The reason for this is explained in Mr. Riegel's words from a brief essay, "Labor Money:”

The term private enterprise has come to be thought of as applying to employers and excluding employees. This is a misconception, but because of the prevalence of this idea, we shall use the term personal enterprise. Corporations and partnerships are assemblies of individuals, but the activating force in all economic affairs is personal. There is no incentive other than personal. We are all personal enterprisers and we are all capitalists, because each of us is equipped with the tools of production even if we have only education and experience.

Updating of statistics and illustrations was not attempted, since it in no way affects the central thesis. Moreover, it would have been unfair to Mr. Riegel, since if he were writing today, undoubtedly he would in many cases employ different figures and different illustrations as being more appropriate to the changed circumstances.

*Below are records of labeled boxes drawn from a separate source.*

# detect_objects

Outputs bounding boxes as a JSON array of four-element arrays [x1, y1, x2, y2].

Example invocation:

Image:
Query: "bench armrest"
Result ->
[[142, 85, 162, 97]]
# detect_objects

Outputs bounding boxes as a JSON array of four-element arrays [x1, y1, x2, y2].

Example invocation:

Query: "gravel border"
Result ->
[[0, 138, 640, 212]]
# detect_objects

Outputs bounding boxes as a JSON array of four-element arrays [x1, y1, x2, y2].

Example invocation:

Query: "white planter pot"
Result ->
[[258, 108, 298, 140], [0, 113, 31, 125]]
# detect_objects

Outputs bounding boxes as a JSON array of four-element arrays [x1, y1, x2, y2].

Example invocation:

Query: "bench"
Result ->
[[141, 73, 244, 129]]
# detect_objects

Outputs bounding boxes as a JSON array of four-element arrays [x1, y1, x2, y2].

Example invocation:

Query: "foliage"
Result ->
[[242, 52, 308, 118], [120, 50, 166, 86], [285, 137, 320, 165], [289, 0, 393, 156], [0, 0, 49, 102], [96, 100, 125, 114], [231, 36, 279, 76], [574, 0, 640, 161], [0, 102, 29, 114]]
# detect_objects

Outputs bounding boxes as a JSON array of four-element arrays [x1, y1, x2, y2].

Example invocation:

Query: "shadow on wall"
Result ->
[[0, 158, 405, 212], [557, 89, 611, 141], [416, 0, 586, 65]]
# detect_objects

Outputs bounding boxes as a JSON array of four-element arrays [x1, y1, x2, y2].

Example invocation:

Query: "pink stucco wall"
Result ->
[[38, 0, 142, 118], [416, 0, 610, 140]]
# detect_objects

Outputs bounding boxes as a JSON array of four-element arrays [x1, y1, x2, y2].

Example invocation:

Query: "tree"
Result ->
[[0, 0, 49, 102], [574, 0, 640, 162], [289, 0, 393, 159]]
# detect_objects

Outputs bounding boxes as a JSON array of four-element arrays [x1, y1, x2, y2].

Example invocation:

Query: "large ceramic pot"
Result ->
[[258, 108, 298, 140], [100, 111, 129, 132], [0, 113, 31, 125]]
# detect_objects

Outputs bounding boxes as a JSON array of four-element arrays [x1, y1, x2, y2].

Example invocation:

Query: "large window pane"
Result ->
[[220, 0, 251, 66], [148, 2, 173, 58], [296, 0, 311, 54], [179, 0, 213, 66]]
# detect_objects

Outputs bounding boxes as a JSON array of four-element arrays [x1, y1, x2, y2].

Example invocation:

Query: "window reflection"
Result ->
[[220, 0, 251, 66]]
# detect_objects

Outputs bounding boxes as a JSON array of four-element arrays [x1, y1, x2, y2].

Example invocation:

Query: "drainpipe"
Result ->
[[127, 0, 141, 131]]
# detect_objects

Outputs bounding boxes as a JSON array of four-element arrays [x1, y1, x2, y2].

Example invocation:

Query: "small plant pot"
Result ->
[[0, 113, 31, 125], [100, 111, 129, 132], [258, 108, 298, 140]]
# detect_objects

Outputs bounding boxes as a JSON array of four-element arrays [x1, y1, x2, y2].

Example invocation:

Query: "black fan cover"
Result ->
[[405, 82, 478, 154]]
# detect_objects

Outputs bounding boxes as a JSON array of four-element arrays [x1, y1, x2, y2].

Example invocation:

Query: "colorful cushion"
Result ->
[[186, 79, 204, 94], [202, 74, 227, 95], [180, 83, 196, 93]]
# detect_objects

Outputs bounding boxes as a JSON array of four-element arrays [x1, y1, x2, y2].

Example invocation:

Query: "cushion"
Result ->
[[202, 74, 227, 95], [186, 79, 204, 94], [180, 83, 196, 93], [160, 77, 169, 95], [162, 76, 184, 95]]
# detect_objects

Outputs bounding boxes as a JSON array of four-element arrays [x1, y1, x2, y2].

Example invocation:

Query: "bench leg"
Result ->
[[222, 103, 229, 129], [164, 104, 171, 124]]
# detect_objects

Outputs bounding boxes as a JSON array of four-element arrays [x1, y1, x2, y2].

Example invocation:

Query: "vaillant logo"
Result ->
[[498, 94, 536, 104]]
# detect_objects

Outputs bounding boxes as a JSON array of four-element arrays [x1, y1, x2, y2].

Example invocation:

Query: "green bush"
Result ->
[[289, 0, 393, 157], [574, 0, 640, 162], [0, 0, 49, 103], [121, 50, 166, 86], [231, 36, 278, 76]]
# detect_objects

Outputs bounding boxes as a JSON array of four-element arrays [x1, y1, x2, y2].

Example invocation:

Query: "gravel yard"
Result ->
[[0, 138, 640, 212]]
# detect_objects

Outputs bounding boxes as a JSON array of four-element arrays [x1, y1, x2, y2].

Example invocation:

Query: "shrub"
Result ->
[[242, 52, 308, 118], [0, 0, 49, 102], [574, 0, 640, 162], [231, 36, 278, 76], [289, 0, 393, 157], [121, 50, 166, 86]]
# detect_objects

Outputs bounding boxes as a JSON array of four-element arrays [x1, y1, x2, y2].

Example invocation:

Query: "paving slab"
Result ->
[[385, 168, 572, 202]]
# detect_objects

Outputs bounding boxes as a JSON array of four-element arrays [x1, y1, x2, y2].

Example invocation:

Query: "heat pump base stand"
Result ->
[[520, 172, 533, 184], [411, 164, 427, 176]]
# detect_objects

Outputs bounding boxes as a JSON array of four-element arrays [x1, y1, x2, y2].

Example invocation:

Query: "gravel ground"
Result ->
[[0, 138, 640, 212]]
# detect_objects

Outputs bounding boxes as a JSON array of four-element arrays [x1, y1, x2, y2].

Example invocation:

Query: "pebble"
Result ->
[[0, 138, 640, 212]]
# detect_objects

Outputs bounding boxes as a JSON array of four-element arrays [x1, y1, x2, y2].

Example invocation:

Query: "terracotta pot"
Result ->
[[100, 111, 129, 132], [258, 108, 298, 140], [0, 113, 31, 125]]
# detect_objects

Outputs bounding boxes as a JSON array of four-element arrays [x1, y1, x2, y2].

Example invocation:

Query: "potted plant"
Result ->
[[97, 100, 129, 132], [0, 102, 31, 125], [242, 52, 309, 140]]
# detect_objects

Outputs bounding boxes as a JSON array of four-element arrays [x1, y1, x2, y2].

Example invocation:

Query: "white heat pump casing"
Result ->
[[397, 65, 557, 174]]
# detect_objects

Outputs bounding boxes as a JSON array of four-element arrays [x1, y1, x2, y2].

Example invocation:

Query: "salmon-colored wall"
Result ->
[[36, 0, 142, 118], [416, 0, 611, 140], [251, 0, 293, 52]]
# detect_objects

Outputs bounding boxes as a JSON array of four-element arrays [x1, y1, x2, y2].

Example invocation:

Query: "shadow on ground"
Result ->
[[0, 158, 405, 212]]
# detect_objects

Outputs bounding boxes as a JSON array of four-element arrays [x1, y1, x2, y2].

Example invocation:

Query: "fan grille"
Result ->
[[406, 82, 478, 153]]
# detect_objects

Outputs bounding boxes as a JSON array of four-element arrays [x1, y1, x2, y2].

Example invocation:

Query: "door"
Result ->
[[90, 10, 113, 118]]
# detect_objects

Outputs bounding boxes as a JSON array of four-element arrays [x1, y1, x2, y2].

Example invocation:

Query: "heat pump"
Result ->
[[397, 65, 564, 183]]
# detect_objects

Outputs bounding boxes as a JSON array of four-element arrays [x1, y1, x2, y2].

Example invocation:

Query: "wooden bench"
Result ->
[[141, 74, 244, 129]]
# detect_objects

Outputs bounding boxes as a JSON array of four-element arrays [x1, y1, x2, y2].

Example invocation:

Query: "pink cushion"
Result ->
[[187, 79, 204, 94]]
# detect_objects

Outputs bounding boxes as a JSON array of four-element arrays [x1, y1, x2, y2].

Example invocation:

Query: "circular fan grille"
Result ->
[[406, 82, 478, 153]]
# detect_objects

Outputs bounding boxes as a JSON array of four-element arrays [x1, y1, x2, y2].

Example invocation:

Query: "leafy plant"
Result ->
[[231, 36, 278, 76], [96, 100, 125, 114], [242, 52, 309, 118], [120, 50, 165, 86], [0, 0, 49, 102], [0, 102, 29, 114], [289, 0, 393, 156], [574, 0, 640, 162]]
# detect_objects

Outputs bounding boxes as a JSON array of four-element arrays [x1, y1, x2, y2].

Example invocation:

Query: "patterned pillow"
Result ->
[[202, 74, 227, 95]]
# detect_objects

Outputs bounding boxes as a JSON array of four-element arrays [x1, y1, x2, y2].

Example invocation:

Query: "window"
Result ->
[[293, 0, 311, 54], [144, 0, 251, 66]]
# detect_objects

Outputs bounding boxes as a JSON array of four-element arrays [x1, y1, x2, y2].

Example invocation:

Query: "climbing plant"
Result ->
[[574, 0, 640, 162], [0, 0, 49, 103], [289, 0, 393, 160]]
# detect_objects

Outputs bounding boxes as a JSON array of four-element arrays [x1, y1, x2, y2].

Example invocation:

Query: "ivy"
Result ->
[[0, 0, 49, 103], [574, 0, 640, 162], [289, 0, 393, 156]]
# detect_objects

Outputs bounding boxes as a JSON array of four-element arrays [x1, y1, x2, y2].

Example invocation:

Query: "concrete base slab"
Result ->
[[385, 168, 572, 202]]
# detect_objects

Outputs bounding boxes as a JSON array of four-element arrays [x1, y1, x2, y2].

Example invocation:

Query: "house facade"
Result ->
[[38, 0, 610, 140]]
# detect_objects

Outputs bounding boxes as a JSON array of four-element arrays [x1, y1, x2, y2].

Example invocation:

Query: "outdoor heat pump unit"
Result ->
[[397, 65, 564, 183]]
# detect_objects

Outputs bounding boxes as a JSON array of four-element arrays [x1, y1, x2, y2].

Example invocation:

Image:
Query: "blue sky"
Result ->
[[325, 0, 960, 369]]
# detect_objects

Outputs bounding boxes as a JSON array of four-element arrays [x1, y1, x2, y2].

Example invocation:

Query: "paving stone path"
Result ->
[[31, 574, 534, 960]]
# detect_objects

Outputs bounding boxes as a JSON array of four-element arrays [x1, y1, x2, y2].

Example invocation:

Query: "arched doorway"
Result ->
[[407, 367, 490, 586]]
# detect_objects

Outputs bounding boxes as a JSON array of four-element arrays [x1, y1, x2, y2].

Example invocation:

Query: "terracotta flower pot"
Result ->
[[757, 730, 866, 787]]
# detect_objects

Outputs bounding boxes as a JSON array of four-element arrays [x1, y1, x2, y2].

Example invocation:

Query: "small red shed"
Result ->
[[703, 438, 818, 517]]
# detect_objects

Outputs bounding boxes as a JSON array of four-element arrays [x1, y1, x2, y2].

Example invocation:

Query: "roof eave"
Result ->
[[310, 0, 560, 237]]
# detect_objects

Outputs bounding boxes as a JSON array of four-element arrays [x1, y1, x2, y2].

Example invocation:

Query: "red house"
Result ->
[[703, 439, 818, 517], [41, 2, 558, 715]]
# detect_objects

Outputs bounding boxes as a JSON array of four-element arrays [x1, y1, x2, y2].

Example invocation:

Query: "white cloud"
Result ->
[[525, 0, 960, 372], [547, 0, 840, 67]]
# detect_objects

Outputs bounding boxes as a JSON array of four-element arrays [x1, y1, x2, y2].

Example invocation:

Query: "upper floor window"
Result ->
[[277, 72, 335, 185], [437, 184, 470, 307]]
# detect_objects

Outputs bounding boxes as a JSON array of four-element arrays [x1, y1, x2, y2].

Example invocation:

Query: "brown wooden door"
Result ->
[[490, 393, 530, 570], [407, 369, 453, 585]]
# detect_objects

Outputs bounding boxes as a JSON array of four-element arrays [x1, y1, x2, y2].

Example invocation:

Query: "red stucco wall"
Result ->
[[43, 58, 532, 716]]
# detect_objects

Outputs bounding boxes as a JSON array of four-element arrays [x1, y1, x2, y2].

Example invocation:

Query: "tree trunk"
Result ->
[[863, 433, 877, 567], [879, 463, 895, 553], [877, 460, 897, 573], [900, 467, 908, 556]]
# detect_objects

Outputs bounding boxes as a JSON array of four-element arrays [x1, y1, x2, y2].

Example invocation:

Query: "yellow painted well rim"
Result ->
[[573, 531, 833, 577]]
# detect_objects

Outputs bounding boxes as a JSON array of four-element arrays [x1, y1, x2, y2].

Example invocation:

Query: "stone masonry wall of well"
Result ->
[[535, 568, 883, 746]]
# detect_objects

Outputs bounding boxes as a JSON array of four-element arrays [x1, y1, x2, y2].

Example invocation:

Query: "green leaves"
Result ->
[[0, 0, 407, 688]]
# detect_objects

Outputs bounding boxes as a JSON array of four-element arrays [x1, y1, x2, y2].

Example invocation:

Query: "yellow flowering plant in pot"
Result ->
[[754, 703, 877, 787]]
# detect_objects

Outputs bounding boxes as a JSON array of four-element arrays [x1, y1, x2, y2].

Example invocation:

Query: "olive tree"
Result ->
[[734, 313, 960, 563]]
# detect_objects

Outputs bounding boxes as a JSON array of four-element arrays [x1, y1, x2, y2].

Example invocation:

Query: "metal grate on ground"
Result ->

It should also be noted that the "Selected Correspondence" has been subjected to editing along with the rest of the text. In a very few cases, material was added from other places to strengthen a point Mr. Riegel was making in a letter. Hence his letters are to be considered as a literary device to present different facets of his thought in his own words, and may not be taken in every case as historical documents evidencing what was said on a certain date to a certain person. Some brief selections from elsewhere in his unpublished writings are also included in this section and are identified as "Random."

The major deletions from the manuscript include a chapter on "The Index Dollar," an idea which Mr. Riegel had advocated for some time as a way of mitigating the full force of the inflationary storm, a chapter on "Currency Reprint," in which he proposed a defensive maneuver against the possibility of communist governments in the Cold War undermining the United States economy by engaging in wholesale counterfeiting of dollars abroad, and a chapter entitled "socionomy," exploring a voluntary, contractual approach to financing community services as an alternative to taxation.

Beyond these points, the reader may be reasonably assured that he or she is reading the authentic E. C. Riegel. Mr. Riegel's original papers contain much of interest and value that did not find its way between these covers. The Heather Foundation, Box 180, Tonopah, Nevada, 89049, maintains these papers available to the public and invites their use.